The resulting safety margin $\delta$ can be calculated programmatically as shown in the Python implementation below.

def calculate_delta(B_0: int, V_0: int, S: int, n: int) -> int:
    """
    Calculates a conservative safety margin delta for TSEth.

    Args:
        B_0: Total active effective balance at the trusted epoch (in ETH).
        V_0: Number of active validators at the trusted epoch.
        S: Total slashed balance since the trusted epoch (in ETH).
        n: Number of epochs to look ahead.
    """
    # An upper bound for the total active balance at the target epoch
    # +V_0  (≤1 ETH hysteresis jump per validator)
    B_n = B_0 + (256 * n) + (48 * n) + V_0 + 128960 * n
    # An upper bound for the active validators at the target epoch
    V_n = V_0 + (8 * n)

    churn_term = n * 2 * max(128, B_0 / 65536)
    reward_term = 48 * n
    inactivity_term = (B_n * n * (n + 1)) / 100663296
    hysteresis_term = 2 * (V_n + 128960 * n) / 3

    delta = reward_term + churn_term + inactivity_term + hysteresis_term + S

    # Return the final margin, rounded up for a conservative estimate.
    return math.ceil(delta)

Conclusion

This analysis provides a self-contained, conservative bound for the safety margin $\delta$, depending only on the initial state at $epoch_0$, the slashed balance $S$, and the lookahead period $n$. The model's robustness is best illustrated by examining its sensitivity to these parameters.

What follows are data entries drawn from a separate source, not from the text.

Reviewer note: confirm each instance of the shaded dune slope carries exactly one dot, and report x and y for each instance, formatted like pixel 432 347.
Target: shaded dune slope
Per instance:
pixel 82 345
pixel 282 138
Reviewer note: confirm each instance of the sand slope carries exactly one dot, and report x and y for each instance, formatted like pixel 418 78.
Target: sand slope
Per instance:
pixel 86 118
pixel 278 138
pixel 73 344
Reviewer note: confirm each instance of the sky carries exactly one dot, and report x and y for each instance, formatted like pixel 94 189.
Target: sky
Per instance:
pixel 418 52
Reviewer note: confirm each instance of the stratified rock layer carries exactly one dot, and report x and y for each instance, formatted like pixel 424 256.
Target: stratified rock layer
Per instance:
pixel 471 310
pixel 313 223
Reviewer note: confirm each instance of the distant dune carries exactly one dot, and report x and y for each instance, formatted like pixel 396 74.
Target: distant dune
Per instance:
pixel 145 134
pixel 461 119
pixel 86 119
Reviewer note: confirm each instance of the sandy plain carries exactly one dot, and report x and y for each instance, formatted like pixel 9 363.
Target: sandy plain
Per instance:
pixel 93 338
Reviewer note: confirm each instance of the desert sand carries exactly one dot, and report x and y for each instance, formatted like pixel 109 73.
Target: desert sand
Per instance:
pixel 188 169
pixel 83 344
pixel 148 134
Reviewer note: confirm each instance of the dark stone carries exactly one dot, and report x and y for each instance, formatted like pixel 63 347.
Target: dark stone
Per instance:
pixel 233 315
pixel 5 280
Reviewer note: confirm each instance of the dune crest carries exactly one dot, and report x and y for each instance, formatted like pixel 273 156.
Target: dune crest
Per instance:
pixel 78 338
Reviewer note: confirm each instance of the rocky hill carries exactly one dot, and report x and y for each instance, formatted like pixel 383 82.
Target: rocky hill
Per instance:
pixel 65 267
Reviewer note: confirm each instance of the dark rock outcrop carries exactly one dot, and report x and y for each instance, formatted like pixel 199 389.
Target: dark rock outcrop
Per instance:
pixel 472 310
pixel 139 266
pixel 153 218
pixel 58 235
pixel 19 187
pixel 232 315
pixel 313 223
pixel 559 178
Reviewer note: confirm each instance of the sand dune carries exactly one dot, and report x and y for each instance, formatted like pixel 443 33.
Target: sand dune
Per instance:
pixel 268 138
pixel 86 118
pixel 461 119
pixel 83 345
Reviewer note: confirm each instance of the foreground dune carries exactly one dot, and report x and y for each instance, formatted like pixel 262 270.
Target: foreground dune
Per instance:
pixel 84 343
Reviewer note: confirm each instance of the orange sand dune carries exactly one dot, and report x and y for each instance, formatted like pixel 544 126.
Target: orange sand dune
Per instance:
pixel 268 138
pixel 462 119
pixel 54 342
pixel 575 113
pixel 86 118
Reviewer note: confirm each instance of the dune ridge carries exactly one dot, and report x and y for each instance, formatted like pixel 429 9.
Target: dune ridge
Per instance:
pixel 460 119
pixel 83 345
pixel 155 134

With the current TSEth default configuration requiring ≥85% voting participation and a finalization lookahead of at most 10 epochs, the system maintains strong security guarantees. For instance, using Ethereum mainnet data from July 2025 (35,475,927 ETH staked by 1,087,747 active validators), TSEth can safely finalize checkpoints even if validators with a combined effective balance of over 4.9 million ETH were slashed.

The safety margin is most sensitive to the lookahead period, $n$. While a short lookahead results in a modest $\delta$, the margin grows quadratically as $n$ increases due to the inactivity leak term, demonstrating the importance of the configured epoch_lookahead_limit. Similarly, the model correctly scales with the total slashed balance, $S$, ensuring that large-scale slashing events are safely accounted for. This framework provides a transparent and verifiable method for ensuring the safety of a ZKVM-based FFG implementation.